A Novel Approach for Sericin-Conjugated Silver Nanoparticle Synthesis and Their Potential as Microbicide Candidates

Silver nanoparticles have been widely applied for biomedical areas owing to their potent antiviral and antibacterial activities. Synthesis of silver nanoparticles using biomacromolecules is more efficient, environment-friendly, and cost-saving compared with the traditional approach. In this paper, a novel approach was developed to establish a reaction system with Ag + -BH4--sericin to synthesize silver nanoparticles conjugated to sericin (AgNPs-Sericin). Sericin could be as a good dispersant and stabilizing agent, which is able to modify nanoscaled AgNPs, the average diameter of which was only 3.78 ± 1.14nm prepared in a 0.3 mg/ml sericin solution.
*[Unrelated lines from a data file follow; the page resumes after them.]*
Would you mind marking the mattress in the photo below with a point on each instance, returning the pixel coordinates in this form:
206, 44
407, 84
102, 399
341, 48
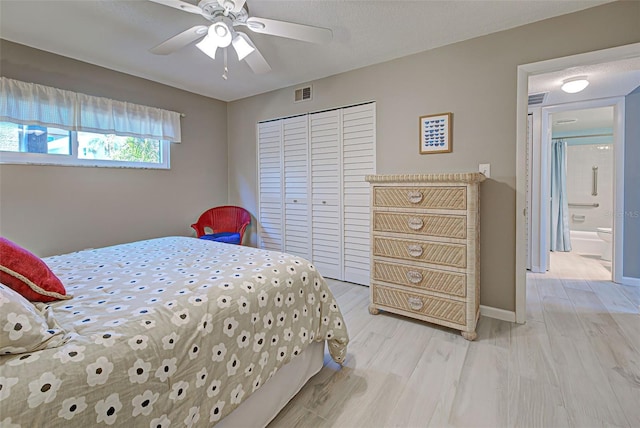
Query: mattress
170, 331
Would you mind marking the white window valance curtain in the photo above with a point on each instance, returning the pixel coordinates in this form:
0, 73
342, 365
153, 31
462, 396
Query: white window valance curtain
34, 104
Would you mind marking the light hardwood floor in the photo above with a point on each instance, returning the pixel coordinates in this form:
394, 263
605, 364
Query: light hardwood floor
576, 362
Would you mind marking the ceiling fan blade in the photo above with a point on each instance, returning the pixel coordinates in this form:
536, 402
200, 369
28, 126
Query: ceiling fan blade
234, 6
180, 40
290, 30
255, 60
177, 4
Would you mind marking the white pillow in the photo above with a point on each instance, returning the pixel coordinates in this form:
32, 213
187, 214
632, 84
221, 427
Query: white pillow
23, 327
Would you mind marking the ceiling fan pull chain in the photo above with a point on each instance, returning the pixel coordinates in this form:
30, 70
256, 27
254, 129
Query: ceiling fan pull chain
226, 70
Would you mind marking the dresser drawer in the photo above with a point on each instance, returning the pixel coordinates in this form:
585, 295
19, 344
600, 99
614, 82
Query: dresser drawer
445, 197
452, 283
443, 309
440, 253
449, 226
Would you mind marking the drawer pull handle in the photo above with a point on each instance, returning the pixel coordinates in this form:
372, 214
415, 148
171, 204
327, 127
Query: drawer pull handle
415, 223
414, 250
414, 276
415, 303
414, 196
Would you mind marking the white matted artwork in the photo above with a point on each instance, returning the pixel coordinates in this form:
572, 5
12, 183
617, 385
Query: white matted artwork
436, 133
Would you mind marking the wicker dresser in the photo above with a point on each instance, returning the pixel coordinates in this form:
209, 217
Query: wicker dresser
425, 252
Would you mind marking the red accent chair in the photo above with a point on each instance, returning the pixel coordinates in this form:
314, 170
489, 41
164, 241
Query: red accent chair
225, 224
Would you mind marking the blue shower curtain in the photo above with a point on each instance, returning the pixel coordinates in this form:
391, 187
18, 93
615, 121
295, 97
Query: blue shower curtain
560, 240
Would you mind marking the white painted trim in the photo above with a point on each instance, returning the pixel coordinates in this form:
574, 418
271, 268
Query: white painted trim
618, 194
627, 280
523, 73
522, 112
496, 313
538, 262
544, 148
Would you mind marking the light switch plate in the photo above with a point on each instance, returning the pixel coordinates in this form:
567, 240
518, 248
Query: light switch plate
485, 168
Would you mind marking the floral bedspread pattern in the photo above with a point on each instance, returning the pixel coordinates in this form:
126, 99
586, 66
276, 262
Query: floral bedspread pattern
171, 331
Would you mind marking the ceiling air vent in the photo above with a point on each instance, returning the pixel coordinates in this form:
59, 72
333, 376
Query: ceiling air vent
535, 99
303, 94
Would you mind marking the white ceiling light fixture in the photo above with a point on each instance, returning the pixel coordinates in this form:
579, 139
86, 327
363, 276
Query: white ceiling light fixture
221, 31
208, 46
575, 84
242, 46
225, 16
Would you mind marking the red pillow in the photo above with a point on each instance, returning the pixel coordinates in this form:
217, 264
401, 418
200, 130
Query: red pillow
27, 274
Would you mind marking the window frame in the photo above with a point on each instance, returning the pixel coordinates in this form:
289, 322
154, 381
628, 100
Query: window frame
72, 159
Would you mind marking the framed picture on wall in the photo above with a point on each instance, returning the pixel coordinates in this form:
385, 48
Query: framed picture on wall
436, 133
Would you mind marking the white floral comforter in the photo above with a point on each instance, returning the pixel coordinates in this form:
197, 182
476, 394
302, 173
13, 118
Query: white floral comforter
171, 331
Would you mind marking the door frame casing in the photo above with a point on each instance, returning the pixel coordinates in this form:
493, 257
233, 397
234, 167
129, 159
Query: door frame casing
523, 73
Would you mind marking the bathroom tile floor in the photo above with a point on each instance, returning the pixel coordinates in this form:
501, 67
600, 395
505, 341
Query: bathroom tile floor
573, 364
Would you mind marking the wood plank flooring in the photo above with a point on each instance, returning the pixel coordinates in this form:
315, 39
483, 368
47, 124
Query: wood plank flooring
575, 363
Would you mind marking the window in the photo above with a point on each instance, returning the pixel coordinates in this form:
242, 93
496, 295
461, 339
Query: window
33, 144
45, 125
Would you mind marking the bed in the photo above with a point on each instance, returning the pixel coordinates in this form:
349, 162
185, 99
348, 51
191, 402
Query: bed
172, 331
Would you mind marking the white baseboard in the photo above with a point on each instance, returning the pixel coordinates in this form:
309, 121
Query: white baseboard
499, 314
627, 280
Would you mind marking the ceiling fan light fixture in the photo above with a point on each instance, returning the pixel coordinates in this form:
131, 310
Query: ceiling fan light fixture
575, 84
242, 46
220, 31
208, 46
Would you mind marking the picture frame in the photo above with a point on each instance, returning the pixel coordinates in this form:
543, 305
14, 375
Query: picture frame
436, 133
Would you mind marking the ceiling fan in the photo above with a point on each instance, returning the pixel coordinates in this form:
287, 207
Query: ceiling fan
225, 16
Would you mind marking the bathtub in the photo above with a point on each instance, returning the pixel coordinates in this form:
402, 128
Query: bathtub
586, 242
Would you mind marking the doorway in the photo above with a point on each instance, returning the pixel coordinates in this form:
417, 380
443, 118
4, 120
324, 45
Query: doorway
524, 210
572, 206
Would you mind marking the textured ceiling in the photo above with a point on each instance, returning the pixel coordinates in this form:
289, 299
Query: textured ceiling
118, 35
609, 79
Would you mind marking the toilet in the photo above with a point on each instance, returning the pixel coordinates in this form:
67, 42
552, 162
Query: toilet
606, 235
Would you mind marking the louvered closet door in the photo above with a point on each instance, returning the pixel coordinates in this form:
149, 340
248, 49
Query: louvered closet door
270, 176
295, 133
326, 193
358, 160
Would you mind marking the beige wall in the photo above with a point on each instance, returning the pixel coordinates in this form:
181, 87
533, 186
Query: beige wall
52, 210
476, 80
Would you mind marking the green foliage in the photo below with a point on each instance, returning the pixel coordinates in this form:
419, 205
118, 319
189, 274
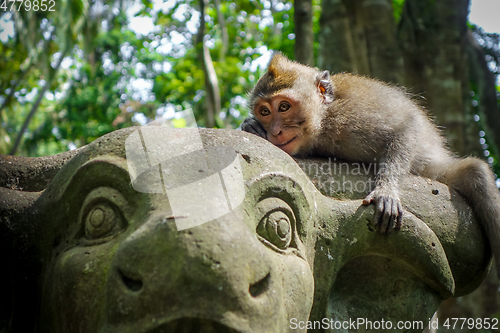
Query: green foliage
397, 7
113, 78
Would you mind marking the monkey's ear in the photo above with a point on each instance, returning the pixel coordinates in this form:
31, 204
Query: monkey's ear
325, 86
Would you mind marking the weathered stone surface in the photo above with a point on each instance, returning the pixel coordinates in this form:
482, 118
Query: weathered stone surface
90, 253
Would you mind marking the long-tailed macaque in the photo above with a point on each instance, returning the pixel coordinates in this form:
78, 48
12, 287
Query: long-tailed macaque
304, 111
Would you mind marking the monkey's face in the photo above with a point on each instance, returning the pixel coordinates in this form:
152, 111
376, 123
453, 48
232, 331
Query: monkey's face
281, 117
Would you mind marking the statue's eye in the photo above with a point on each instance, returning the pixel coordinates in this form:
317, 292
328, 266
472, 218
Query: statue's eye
265, 111
102, 215
284, 106
276, 227
102, 220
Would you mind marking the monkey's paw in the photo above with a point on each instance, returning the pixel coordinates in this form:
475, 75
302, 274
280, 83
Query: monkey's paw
251, 125
388, 210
The characterizations of the AgNPs-Sericin were determined by FTIR, thermogravimetry, and XRD analyses. The results showed that the synthesized AgNPs conjugated with sericin as organic phase. Via SAED and XRD analysis, we showed that these AgNPs formed polycrystalline powder with a face-centered cubic structure of bulk metals. Moreover, we investigated the antiviral and antibacterial activities of AgNPs-Sericin, and the results showed that AgNPs-Sericin exhibited potent anti-HIV-1 activity against CCR5-tropic and CXCR4-tropic strains, but no significant cytotoxicity was found toward human genital epithelial cells compared with free silver ions, which are accepted as a commonly used potent antimicrobial agent. Moreover, its antibacterial activity was determined via flow cytometry. The results showed that AgNPs-Sericin could suppress gram-negative (E. coli) and grampositive (S. aureus) bacteria, but more was potent for the gram-negative one. We concluded that our AgNPs-Sericin could be a potential candidate as a microbicide or antimicrobial agent to prevent sexually transmitted infections.